Bien sé, por el tono de su voz, que la Señora Presidenta de la Comunidad no ha leído un solo libro en su vida, ni siquiera un verso, y que tampoco piensa hacerlo, y que la poesía le interesa lo mismo que a mí la vida de María Teresa Campos, pero no puedo desesperar, tirarlo todo por la borda, qué iba a decir de mí el gran Camus y, sobre todo, Antonio Maura, que tanto interés se ha tomado por esta causa.

 

Por la noche me planto en Ibiza, 35. Llamo por el telefonillo a la vivienda de la Señora Presidenta de la Comunidad. Me identifico con mis mejores títulos y con todos los respetos del mundo. Le digo que le traigo un par de libros. Me dice que no puede recibirme, está haciendo la cena, pero que se los deje en el buzón.

 

Regreso a mi casa atravesando el Retiro. Como reza el tópico, necesito respirar aire fresco.

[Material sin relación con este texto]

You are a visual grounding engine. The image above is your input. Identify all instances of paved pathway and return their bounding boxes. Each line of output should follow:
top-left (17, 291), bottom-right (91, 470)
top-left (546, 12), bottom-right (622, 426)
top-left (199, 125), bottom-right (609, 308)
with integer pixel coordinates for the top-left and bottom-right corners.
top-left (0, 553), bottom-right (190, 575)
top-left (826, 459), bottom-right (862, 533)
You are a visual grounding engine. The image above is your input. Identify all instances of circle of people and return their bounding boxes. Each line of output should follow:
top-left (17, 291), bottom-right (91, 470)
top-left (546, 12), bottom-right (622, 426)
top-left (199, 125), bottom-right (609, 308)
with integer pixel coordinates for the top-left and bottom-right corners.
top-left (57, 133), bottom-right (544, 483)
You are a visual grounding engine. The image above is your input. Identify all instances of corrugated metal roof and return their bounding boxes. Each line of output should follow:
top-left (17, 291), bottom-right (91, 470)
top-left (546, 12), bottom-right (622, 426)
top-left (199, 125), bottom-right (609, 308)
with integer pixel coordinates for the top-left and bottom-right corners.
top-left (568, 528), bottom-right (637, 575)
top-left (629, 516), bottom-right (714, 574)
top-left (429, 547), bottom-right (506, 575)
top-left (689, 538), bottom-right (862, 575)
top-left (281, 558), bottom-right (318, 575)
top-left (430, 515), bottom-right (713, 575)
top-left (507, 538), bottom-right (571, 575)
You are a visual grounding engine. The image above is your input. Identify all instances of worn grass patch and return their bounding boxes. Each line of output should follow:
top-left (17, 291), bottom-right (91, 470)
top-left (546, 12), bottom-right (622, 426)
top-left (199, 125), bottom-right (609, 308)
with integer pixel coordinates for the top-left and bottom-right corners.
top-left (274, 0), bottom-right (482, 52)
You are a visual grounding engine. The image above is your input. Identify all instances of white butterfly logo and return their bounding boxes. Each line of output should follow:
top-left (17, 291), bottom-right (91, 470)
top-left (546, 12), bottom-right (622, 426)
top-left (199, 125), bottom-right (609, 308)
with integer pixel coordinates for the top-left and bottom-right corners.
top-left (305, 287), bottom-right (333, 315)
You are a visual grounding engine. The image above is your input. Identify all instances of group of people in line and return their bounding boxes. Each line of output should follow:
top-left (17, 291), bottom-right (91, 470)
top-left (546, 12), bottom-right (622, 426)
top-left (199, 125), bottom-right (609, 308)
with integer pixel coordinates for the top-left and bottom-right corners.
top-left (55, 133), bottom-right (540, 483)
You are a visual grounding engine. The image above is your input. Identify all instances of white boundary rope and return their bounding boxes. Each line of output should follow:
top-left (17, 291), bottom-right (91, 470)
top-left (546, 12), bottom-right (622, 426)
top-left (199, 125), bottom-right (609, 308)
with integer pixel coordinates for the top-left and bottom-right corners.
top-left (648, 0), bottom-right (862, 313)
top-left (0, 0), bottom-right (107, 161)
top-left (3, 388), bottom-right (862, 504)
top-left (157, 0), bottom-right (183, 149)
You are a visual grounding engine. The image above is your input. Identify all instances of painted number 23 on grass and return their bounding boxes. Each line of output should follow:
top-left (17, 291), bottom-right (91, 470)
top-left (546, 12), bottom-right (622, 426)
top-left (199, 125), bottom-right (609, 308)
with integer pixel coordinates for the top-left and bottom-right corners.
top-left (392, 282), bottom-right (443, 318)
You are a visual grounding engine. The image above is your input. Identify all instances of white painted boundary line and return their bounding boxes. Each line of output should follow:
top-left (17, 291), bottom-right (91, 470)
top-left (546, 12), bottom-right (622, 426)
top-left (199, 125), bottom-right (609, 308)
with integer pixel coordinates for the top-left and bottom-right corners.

Camino un tanto decepcionado, con la sensación de estar haciendo el ridículo, pero -como también suele decirse- con la satisfacción del deber cumplido. Y, por un momento, llego a imaginar a la Señora Presidenta de la Comunidad, acabando de cenar, apagando el televisor con un gesto de asco -¡otra vez Sálvame, estas guarrerías!-, mientras se sienta en el sofá, toma mi libro con los poemas de Panero, y lee. Y entonces, ¡ah!, me doy cuenta de que no se lo he dedicado, con el poder que a veces tiene una dedicatoria bien escrita. Definitivamente, ¡qué desastre soy!